2. Researchers could also make their data available as they publish their paper. This would allow other researchers to take a look and see if things were done correctly and if the results could be replicated.

3. The larger scientific community should endeavor to replicate studies. This is the way science is supposed to work: if someone finds something new, other researchers should adopt a similar protocol and test it with similar and new populations. Unfortunately, replicating studies is not seen as being very glamorous and it tends not to receive the same kind of press attention.

The primary focus of this article seems to be on medical research. Perhaps this is because it can affect the lives of many and involves big money. But it would be interesting to apply this to more social science studies as well.

Selecting a 4 digit pin code is hardly random

There are 10,000 possible pin codes that could be made with four digits (0-9) but what pins we select to use are hardly random:

What he found, he says, was a “staggering lack of imagination” when it comes to selecting passwords. Nearly 11% of the 3.4 million four-digit passwords he analyzed are 1234. The second most popular PIN in is 1111 (6% of passwords), followed by 0000 (2%). (Last year SplashData compiled a list of the most common numerical and word-based passwords and found that the “password” and “123456” topped the list.)

Berry says that a whopping 26.83% of all passwords could be guessed by attempting just 20 combinations of four-digit numbers (see first table). “It’s amazing how predictable people are,” he says…

Many of the commonly used passwords are, of course, dates: birthdays, anniversaries, the year you were born, etc. Indeed, using a year, starting with 19__ helps people remember their code, but it also increases its predictability, Berry says.

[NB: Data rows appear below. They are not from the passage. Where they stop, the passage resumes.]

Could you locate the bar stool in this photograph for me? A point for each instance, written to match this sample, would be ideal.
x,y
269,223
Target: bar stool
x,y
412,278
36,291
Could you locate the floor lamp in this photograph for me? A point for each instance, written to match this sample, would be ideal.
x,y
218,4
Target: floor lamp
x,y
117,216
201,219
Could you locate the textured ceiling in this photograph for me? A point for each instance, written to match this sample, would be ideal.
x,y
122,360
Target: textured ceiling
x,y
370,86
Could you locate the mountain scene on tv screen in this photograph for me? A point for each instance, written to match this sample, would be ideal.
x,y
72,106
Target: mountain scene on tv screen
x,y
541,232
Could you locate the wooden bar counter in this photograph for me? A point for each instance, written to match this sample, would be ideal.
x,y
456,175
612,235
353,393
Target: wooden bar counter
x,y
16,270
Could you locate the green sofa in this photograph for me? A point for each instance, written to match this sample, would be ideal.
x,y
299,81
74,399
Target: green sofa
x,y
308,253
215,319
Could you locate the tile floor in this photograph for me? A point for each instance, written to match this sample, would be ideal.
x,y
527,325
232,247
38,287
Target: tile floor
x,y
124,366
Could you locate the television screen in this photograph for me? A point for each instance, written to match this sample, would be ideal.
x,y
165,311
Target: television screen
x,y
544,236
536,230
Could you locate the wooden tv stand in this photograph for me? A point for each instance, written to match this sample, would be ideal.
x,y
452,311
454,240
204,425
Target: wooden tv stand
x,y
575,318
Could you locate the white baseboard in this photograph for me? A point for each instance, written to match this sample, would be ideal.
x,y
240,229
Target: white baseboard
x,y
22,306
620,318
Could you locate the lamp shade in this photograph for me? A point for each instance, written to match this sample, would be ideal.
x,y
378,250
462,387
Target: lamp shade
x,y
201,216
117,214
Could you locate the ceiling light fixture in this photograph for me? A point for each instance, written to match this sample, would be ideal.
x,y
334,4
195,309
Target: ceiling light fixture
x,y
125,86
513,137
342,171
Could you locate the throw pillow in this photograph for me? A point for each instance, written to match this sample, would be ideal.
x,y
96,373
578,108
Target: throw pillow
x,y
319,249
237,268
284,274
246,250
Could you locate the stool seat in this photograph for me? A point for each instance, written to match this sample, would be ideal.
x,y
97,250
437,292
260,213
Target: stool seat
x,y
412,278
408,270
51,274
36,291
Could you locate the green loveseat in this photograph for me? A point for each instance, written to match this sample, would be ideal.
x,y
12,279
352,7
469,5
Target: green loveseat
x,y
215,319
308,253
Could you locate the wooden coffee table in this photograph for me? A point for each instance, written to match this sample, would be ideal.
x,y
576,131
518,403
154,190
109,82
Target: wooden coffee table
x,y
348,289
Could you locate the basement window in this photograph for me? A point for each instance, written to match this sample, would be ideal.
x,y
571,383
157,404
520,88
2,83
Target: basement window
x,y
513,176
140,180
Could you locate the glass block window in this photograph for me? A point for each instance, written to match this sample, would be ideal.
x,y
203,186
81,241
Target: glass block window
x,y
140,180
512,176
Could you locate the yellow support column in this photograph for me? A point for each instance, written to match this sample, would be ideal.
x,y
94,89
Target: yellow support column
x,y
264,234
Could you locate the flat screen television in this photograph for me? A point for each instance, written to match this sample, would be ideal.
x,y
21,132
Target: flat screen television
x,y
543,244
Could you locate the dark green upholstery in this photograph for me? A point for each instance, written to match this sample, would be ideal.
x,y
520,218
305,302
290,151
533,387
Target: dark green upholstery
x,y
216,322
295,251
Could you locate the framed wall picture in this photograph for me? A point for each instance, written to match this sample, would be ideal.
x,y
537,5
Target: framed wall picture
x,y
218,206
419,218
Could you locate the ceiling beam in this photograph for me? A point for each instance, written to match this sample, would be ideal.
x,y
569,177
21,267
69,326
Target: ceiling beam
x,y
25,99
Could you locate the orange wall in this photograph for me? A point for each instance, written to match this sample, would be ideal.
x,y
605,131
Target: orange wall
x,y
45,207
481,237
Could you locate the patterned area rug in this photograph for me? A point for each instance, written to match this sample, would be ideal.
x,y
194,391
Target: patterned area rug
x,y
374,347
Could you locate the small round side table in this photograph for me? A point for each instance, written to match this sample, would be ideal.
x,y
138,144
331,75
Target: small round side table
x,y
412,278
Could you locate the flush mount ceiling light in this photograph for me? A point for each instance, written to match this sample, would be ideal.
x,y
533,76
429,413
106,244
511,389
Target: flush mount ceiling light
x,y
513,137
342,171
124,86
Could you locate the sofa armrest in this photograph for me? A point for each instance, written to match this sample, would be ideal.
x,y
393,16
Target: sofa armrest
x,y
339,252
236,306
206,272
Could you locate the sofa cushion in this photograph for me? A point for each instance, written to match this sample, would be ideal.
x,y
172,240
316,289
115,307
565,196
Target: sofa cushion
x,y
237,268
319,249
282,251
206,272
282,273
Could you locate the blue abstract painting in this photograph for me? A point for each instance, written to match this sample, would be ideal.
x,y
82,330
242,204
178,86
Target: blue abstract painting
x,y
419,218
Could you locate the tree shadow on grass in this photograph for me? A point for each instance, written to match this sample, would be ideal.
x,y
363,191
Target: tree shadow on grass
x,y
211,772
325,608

His analysis shows that every single 19__ combination be found in the top 20% of the dataset…

Somewhat intriguing was #22 on the most common password list: 2580. It seems random, but if you look at a telephone keypad (or ATM keypad) you’ll see those numbers are straight down the middle — yet another sign we’re uncreative and lazy password makers…

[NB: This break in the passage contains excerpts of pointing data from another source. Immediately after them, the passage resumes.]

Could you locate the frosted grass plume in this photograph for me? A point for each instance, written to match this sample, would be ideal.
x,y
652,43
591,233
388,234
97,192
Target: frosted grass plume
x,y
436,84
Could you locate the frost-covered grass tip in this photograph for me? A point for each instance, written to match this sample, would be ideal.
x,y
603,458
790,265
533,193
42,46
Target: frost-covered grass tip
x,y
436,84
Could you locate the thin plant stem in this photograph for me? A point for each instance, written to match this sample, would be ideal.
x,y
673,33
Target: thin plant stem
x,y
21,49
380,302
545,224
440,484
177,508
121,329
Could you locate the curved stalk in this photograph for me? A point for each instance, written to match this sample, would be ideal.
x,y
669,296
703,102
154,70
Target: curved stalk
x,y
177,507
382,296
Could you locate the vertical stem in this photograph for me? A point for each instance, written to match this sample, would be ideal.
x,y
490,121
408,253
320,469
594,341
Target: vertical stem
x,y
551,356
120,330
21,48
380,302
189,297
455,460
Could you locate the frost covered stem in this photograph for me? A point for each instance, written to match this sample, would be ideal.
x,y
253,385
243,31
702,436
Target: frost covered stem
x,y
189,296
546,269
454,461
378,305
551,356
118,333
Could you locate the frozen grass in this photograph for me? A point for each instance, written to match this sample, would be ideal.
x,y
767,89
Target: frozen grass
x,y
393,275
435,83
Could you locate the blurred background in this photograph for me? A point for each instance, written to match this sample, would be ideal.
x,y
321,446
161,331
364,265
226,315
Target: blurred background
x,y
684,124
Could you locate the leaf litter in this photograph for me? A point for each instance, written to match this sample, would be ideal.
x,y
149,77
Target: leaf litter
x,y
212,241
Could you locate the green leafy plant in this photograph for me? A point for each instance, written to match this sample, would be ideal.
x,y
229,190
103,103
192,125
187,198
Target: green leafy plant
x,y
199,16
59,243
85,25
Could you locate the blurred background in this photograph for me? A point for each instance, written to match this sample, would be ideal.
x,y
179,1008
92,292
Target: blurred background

The least-used PIN is 8068, Berry found, with just 25 occurrences in the 3.4 million set, which equates to 0.000744%. (See the second table for the least popular passwords.) Why this set of numbers? Berry guesses, “It’s not repeating pattern, it’s not a birthday, it’s not the year Columbus discovered America, it’s not 1776.” At a certain point, these numbers at the bottom of the list are all kind of “the lowest of the low, they’re all noise,” he says.

This is a great example of two things:

1. There are often patterns among supposedly “random” numbers.

2. Humans don’t particularly like to use “random” numbers but instead prefer numbers that are meaningful to them (which corresponds with them being able to remember their codes).